I think I understand why the following is working (1):

def check_global():
    global time_verf
    clean_list = time_verf + timedelta(hours=12)  # время очистки листа
    if clean_list < datetime.now():
        list_verf.clear()
        time_verf = datetime.now()
    print('ok')

>> check_global()
<< ok

Next it throws exception when I comment out line with global keyword (2):

def check_global():
    # global time_verf
    clean_list = time_verf + timedelta(hours=12)  # время очистки листа
    if clean_list < datetime.now():
        list_verf.clear()
        time_verf = datetime.now()
    print('ok')

>> check_global()
<< Traceback (most recent call last):
  File "<input>", line 1, in <module>
  File "<input>", line 3, in check_global
UnboundLocalError: local variable 'time_verf' referenced before assignment

And then again can be again referenced without 'global' when line with assignment commented out(3):

def check_global():
    # global time_verf
    clean_list = time_verf + timedelta(hours=12)  # время очистки листа
    if clean_list < datetime.now():
        list_verf.clear()
        # time_verf = datetime.now()
    print('ok')

>> check_global()
<< ok

But why am I allowed to update list defined in the outer scope without using global (4)?

list = []

def check_global_list():
    list.append('check')
>> check_global_list()
>> list
<< ['check']

Answer 1

When you comment out the global time_verf statement in line 2,

1: def check_global():
2: # global time_verf
3: clean_list = time_verf + timedelta(hours=12)  # время очистки листа
4: if clean_list < datetime.now():
5:     list_verf.clear()
6:     time_verf = datetime.now()

line 6 assigns a value to a local variable time_verf. It is local because assigning it creates it as a local variable. You get an error on line 3 because it refers to the local variable that your code creates in line 6. If you did not have that assignment then time_verf would be global by default.

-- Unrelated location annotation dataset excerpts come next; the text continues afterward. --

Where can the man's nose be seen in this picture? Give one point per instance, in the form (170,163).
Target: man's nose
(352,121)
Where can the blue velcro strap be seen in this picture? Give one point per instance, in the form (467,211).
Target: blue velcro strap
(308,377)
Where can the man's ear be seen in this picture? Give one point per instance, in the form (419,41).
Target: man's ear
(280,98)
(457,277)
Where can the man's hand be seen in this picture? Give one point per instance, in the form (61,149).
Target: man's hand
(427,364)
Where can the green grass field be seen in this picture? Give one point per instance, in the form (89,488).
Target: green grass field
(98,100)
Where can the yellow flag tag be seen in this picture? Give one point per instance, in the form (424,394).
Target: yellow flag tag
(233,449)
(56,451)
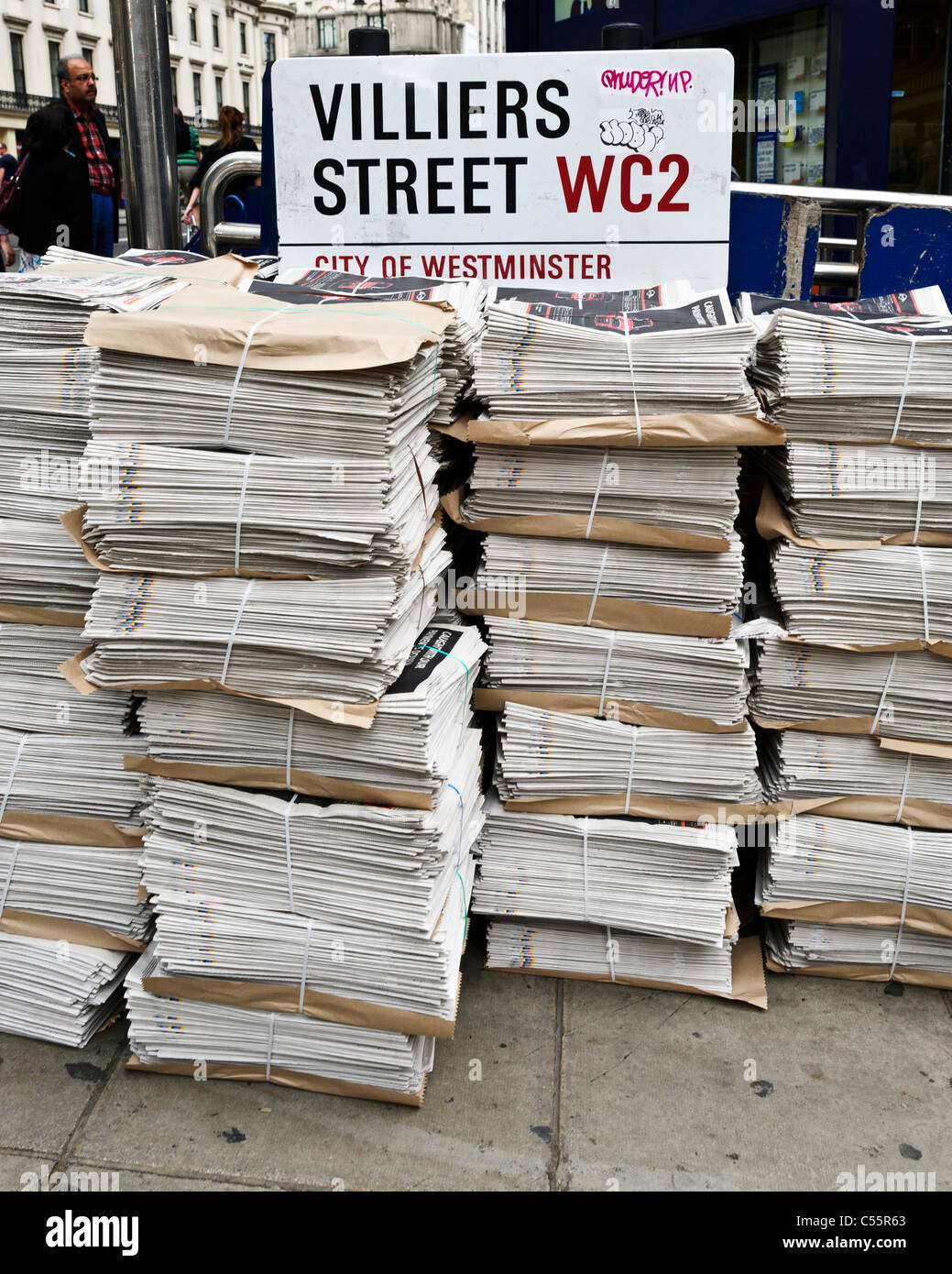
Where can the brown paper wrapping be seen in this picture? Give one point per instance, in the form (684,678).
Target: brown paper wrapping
(749,983)
(640,807)
(868,809)
(935,647)
(274,777)
(687,430)
(574,526)
(640,617)
(863,915)
(280,1077)
(870,973)
(68,829)
(10,614)
(296,339)
(495,699)
(773,523)
(278,998)
(341,714)
(56,929)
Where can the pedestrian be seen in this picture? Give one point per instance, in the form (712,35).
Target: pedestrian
(231,126)
(8,162)
(91,146)
(186,144)
(55,205)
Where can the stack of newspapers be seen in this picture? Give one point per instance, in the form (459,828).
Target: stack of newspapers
(459,343)
(845,492)
(850,686)
(855,900)
(552,355)
(270,565)
(608,581)
(870,371)
(71,917)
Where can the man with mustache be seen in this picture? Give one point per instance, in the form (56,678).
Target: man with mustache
(92,146)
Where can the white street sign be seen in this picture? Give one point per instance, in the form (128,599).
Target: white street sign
(602,170)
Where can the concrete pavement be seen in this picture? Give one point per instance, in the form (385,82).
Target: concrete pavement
(584,1087)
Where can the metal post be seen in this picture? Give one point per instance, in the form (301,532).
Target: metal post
(623,35)
(144,83)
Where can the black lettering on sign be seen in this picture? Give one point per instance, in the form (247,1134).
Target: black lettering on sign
(542,97)
(326,121)
(341,202)
(505,107)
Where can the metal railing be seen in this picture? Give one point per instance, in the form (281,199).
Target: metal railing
(214,229)
(837,202)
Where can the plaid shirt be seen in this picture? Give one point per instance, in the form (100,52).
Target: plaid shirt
(101,177)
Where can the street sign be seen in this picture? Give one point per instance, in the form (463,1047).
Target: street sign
(600,170)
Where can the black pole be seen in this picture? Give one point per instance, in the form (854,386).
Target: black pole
(368,42)
(623,35)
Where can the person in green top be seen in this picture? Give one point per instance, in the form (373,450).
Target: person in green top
(186,143)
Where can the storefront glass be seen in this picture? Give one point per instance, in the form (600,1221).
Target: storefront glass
(919,71)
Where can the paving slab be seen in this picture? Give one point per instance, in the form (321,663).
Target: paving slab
(685,1092)
(45,1088)
(489,1133)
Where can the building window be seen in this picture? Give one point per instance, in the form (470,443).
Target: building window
(19,75)
(54,49)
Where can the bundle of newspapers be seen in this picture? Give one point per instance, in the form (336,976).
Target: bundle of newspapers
(46,369)
(253,1044)
(655,878)
(688,578)
(179,510)
(609,954)
(341,639)
(96,885)
(336,415)
(690,490)
(41,568)
(858,900)
(410,747)
(805,764)
(544,755)
(864,597)
(870,371)
(65,1002)
(458,346)
(374,866)
(33,693)
(903,695)
(543,357)
(691,675)
(847,492)
(71,774)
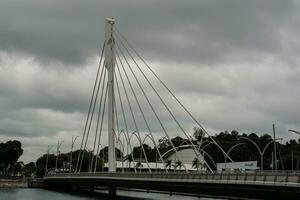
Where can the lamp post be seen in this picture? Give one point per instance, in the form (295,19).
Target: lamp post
(261,152)
(72,145)
(230,149)
(59,143)
(292,153)
(48,151)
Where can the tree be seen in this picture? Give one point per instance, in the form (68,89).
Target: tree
(10,152)
(196,163)
(177,164)
(168,164)
(29,169)
(139,165)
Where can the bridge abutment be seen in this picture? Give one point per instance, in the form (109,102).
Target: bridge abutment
(112,191)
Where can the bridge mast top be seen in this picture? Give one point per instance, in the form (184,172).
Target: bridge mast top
(110,59)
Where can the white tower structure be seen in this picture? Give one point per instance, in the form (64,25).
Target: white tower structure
(110,67)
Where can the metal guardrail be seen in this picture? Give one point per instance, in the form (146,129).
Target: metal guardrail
(291,179)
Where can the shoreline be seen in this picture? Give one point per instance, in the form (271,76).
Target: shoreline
(13,182)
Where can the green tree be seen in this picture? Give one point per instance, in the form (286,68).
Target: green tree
(196,163)
(29,169)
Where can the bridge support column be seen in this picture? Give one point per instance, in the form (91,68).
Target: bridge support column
(112,191)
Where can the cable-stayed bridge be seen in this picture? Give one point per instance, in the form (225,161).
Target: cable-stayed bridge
(137,105)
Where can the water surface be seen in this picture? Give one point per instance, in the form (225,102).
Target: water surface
(40,194)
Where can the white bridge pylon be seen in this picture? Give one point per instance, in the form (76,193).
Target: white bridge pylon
(109,63)
(122,91)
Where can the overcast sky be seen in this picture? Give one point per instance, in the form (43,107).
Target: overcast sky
(233,63)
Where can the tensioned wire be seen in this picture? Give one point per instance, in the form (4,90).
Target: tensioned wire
(165,105)
(101,126)
(136,100)
(124,119)
(117,32)
(97,124)
(148,101)
(90,105)
(143,115)
(93,111)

But whether a variable is global or not does not depend on the order of execution. You appear to expect that because line 3 on its own would make time_verf global by default, then it becomes global and remains global in line 6. But that isn't the way local variables work. The presence of line 6 changes the meaning (and correctness) of line 3. The interpreter examines the entire scope of your function and creates local variables for any names that the code assigns values to. So because of line 6, time_verf is local, even if line 3 on its own would make it global.

There are very good reasons for this behaviour. Suppose line 3 were enclosed in an if-test. Then, according to the behaviour you seem to expect, the variable would be global if the if-test were true, but local if the if-test were false.

Answer 2

The resource you found states "If we need to assign a new value to a global variable then we can do that by declaring the variable as global.", the keyword being "assign". You can access global variables, call methods on them, mutate them without declaring them as global.

It's when you need to assign to them that you need to declare them as global.